O pesquisador Sérgio Pereira dos Santos, do Núcleo de Estudos em Relações Raciais e Educação (NEPRE-UFMT), salientou o processo de construção da desigualdade racial no Brasil, explicando que a negação da humanidade do negro é um fato histórico que compõe a identidade nacional. Por isso, os movimentos negros sempre lutaram pela humanidade e pelos direitos dos negros.
Salientou a importância do movimento negro para a história e o avanço das políticas públicas.
Segundo ele, o racismo - que usa os marcadores da diferença como instrumentos de promoção da desigualdade - foi enfrentado pelos escravizados, ao contrário do que mostra a História oficial. Eles enfrentaram a política de branqueamento, que compôs e ainda compõe a ideia de estado-nação brasileira.
“O processo de negação da humanidade foi um dos principais elementos para a formação do racismo e, ao longo da história da humanidade, foi alvo de várias ideias, formatações, pois o racismo não se forma a partir do nada”, disse ele, citando autores que comprovam as teorias supostamente científicas que deram base ao racismo.
Ao mesmo tempo em que é objeto de repulsa, o racismo também tem sua existência negada socialmente, o que dificulta o seu combate, mas, segundo ele, sempre houve resistência negra à dominação. “A população negra sempre foi organizadora, se manteve na luta, embora com organizações frágeis, em quilombos, confrarias religiosas, organizações políticas, pedagógicas, irmandades, grupos religiosos, escolas de samba, clubes de lazer, cooperativas, imprensa negra, com propostas educativas e ações afirmativas”, explicou ele.
Estiveram presentes lideranças do MNU local e nacional, entre elas Isabel Farias (MNU/MT); Márcia Helena da Silva (MNU/RJ); Rosana Santos de Oliveira (Rede Feminista de Saúde/MNU/MS) e Klebis Marciano Santos (vereador/Pedra Preta).
Também participam os coordenadores do MNU nos quilombos: Pascoal de Melo (Vila Bela); Vanda de Vilas Boas Copacabana (Chiquitana); Nirda Rosa de Oliveira (Poconé/Quilombo Chumbo); Arlete Pereira Leite (Quilombo Mata Cavalo/Nossa Senhora do Livramento); Elizeu de Farias Silva (Xumxum) – Quilombo Urbano Capão do Negro – Cristo Rei; Ivo Gregório de Campos (Quilombo Mata Cavalo/Cabeceira do João/ Cuiabá) e a vice-prefeita de Poconé, Soenil Clarinda de Sales.
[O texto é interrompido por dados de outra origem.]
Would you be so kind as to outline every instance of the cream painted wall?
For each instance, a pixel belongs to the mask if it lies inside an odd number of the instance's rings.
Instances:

“Por ser quilombola e negra, sofremos todo tipo de preconceito e racismo, a retirada de direitos. Este é um momento muito importante para estarmos participando e ver que outras comunidades também passam pelos mesmos problemas, fortalecendo a luta pelos nossos direitos”, disse Arlete Pereira Leite.
Os painéis contaram ainda com a presença de Lucas Batal Monteiro Ferreira (Coordenador Nacional de Políticas Educacionais do MNU/RJ); Inglid Giovanna (Miss Brasil Cor/MT); Mateus Firmino Leite (Coordenador Municipal do MNU/Campo Grande/MS) e Maurício Marinho (MNU/MT).